6.5/10Le Cas 39

/ Critique - écrit par Lestat, le 08/07/2010
Notre verdict : 6.5/10 - Affaire classée (Fiche technique)

Emily est une working-woman comme les films n'en finissent plus d'en présenter. Jusqu'au jour où Lilith (héhé !) atterrit sur sa pile de dossiers. Lilith est le Cas 39, un amour de petite fille brune. Mais les apparences sont trompeuses...

"Seigneur Spoiler, mon Dieu, protégez ce lecteur qui traverse et affronte le texte  que vous avez voulu lui donner à assumer. Il le fait sans lâcheté et sans crainte, sans désespoir et sans refus..."

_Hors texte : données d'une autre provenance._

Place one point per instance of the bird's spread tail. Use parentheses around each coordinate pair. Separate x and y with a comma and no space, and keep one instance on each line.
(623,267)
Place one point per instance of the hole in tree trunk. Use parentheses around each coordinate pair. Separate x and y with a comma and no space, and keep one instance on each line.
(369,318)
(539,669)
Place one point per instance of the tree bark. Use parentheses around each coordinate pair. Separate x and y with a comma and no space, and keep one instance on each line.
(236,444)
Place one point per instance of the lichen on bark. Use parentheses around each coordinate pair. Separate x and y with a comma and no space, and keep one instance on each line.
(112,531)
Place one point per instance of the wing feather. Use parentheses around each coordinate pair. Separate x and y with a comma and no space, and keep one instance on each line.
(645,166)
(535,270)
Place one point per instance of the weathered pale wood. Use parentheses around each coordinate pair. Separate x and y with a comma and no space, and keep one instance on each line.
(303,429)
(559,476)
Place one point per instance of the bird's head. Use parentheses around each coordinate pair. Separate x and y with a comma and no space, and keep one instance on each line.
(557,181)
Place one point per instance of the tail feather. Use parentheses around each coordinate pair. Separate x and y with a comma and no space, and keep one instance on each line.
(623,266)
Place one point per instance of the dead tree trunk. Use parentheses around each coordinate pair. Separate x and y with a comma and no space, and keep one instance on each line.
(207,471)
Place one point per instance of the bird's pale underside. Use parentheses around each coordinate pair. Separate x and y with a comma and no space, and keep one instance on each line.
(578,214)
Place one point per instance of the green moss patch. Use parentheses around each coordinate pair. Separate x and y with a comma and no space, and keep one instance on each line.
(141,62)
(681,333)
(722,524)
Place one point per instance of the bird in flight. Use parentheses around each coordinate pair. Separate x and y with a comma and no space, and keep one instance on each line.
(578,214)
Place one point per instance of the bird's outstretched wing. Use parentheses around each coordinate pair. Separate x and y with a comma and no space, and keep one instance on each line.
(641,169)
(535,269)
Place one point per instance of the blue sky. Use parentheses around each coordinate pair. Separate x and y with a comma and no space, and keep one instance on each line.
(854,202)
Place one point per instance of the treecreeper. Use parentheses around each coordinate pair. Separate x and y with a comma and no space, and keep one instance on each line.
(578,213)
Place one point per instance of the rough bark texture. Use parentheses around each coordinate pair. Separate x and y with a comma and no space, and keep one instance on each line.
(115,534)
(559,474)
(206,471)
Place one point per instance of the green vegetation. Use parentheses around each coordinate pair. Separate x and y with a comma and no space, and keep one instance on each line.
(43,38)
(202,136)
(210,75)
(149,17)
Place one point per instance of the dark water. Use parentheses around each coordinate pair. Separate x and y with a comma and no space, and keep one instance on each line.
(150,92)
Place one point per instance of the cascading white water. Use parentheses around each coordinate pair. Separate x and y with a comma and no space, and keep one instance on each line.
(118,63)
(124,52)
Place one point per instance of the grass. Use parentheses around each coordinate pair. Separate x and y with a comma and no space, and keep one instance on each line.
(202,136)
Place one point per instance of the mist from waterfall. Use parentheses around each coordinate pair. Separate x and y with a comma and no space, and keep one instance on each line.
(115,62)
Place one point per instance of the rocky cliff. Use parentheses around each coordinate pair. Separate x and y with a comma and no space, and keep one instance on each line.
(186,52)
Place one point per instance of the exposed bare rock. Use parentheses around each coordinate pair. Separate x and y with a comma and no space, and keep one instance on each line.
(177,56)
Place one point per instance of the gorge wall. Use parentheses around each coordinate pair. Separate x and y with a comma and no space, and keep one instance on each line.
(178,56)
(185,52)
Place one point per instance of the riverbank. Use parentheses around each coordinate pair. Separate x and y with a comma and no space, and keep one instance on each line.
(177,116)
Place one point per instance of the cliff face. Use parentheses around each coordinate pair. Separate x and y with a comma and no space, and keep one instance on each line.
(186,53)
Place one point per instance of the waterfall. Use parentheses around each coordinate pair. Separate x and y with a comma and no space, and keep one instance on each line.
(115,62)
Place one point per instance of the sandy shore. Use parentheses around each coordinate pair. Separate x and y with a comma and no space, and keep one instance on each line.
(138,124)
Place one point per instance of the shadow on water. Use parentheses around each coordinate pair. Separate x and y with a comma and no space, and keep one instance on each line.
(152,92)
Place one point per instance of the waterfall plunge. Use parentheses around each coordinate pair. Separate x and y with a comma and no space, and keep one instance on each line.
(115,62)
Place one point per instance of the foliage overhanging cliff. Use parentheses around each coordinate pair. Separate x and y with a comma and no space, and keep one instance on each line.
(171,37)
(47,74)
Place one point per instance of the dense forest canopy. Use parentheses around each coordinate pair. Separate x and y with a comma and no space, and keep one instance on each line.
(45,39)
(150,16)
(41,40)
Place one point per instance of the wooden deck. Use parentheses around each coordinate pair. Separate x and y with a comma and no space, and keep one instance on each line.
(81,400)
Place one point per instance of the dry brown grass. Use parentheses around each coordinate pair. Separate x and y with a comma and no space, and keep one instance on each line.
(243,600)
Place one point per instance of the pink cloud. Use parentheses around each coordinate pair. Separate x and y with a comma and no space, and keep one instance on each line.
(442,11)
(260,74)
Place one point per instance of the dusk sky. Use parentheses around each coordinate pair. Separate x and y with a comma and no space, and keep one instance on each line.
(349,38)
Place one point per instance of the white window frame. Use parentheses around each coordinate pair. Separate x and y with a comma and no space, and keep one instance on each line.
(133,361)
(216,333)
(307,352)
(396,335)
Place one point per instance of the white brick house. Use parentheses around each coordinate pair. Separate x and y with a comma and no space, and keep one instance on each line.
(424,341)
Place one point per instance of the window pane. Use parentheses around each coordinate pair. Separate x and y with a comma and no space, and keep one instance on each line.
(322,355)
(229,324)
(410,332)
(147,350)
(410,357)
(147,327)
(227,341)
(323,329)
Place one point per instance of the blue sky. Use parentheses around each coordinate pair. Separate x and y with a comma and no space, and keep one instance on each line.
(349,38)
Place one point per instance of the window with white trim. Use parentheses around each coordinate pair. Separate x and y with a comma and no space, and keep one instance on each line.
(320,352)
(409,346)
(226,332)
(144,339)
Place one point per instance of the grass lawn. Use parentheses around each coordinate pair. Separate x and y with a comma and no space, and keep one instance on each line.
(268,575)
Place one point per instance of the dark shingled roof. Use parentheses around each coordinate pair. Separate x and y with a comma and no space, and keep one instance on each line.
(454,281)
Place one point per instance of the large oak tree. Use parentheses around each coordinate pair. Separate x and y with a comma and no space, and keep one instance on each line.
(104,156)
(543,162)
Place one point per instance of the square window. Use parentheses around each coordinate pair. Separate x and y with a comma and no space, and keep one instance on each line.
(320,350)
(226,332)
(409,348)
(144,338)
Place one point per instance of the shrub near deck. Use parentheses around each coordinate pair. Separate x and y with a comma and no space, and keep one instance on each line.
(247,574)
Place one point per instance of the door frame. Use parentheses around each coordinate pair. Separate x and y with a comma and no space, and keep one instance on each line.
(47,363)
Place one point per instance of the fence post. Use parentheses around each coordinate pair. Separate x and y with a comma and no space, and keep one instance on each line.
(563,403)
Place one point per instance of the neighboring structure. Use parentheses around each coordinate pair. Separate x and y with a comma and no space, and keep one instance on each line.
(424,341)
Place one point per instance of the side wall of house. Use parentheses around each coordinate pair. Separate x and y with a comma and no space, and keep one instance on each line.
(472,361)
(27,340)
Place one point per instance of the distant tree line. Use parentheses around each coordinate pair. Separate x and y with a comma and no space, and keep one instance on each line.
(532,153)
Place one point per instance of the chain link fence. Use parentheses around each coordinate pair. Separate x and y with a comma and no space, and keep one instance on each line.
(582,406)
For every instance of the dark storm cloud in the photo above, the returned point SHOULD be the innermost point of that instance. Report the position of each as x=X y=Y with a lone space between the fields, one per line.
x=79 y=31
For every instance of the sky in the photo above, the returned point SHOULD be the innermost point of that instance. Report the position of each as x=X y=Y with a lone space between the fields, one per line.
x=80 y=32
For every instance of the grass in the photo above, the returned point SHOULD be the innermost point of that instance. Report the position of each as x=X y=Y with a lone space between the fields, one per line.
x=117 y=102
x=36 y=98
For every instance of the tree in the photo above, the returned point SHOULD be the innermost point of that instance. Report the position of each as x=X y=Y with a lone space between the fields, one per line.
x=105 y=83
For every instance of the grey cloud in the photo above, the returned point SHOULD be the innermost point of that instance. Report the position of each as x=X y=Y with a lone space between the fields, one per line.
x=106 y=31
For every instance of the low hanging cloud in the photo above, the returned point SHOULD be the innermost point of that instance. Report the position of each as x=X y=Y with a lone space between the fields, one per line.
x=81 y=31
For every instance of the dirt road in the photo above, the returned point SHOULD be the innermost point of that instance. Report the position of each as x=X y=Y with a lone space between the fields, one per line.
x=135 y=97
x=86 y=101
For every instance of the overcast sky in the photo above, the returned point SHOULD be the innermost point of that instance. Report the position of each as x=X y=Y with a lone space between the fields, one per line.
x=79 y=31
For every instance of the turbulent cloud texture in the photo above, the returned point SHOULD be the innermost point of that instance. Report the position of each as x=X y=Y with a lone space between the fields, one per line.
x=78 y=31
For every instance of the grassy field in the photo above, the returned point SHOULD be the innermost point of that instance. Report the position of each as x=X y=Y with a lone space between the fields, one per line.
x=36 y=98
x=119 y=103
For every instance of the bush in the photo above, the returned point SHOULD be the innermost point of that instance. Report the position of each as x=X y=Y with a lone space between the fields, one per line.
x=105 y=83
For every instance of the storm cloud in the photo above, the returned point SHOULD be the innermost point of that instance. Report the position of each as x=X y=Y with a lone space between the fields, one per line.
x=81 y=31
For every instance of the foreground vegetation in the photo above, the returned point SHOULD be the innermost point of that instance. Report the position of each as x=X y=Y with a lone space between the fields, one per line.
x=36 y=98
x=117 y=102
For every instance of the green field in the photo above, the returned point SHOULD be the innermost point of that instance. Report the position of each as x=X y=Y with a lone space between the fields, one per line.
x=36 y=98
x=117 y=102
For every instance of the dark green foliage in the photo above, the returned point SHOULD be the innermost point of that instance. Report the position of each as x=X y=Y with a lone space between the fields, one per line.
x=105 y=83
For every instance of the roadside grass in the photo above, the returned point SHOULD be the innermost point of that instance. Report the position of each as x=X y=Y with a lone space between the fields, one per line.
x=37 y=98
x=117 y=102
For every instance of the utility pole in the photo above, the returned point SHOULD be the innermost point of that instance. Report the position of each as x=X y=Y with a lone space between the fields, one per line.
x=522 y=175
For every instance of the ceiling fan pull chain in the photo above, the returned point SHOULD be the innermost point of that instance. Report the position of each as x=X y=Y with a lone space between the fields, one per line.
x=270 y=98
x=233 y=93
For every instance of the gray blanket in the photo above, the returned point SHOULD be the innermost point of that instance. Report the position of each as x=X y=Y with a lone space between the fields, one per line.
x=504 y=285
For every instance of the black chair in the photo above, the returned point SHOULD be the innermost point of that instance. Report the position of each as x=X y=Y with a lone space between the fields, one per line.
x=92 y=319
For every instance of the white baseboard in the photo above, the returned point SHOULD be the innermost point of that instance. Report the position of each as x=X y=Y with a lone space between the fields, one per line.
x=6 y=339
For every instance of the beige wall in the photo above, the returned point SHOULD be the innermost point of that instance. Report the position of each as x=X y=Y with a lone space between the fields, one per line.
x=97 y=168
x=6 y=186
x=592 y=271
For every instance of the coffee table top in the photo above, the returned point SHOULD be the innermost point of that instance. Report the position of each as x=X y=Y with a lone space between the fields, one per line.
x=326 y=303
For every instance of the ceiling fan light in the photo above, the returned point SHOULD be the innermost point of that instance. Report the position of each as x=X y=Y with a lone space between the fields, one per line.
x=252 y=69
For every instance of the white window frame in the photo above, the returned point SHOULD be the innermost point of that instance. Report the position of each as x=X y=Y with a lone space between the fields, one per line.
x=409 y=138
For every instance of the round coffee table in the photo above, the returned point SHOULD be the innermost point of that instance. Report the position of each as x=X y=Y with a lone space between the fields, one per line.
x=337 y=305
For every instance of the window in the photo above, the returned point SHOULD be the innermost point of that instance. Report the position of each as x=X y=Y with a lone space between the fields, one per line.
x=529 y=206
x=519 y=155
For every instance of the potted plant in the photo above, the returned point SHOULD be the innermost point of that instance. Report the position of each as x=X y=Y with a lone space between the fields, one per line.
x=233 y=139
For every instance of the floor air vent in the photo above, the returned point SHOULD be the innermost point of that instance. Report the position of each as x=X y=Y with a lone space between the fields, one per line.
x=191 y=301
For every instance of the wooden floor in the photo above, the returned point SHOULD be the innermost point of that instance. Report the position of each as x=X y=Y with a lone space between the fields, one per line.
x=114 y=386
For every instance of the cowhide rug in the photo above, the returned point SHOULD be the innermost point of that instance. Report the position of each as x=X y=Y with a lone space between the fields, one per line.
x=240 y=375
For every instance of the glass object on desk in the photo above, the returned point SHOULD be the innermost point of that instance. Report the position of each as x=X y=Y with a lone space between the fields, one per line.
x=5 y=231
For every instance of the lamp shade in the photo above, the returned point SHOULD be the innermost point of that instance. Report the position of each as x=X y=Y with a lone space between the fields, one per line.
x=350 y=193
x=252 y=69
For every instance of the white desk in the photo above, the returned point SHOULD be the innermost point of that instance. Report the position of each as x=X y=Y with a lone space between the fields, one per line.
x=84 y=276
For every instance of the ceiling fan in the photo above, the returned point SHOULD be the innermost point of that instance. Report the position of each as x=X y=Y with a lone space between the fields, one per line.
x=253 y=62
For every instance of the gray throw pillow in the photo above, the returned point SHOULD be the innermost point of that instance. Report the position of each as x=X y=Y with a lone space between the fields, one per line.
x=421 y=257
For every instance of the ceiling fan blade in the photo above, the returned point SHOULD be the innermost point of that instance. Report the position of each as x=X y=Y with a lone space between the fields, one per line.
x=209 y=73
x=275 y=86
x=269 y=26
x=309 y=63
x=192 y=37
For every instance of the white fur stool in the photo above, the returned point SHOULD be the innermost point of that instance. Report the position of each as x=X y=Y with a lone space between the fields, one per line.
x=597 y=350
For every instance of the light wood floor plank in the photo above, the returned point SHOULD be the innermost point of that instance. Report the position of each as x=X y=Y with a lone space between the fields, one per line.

Emily (l'Enfant des Ténèbres ?) est une working-woman comme les films n'en finissent plus d'en présenter : cheville ouvrière à la protection de l'enfance, célibataire, sans enfant, au boulôt 24h/24, parlant à ses amis par répondeurs interposés et hésitante devant les avances de son beau collègue psy (qui en désespoir de cause ne trouve rien de mieux à faire que de lui proposer un plan-cul). Jusqu'au jour où Lilith (héhé!) atterrit sur sa pile de dossiers. Lilith est le Cas 39, un amour de petite fille brune. Mais les apparences sont trompeuses...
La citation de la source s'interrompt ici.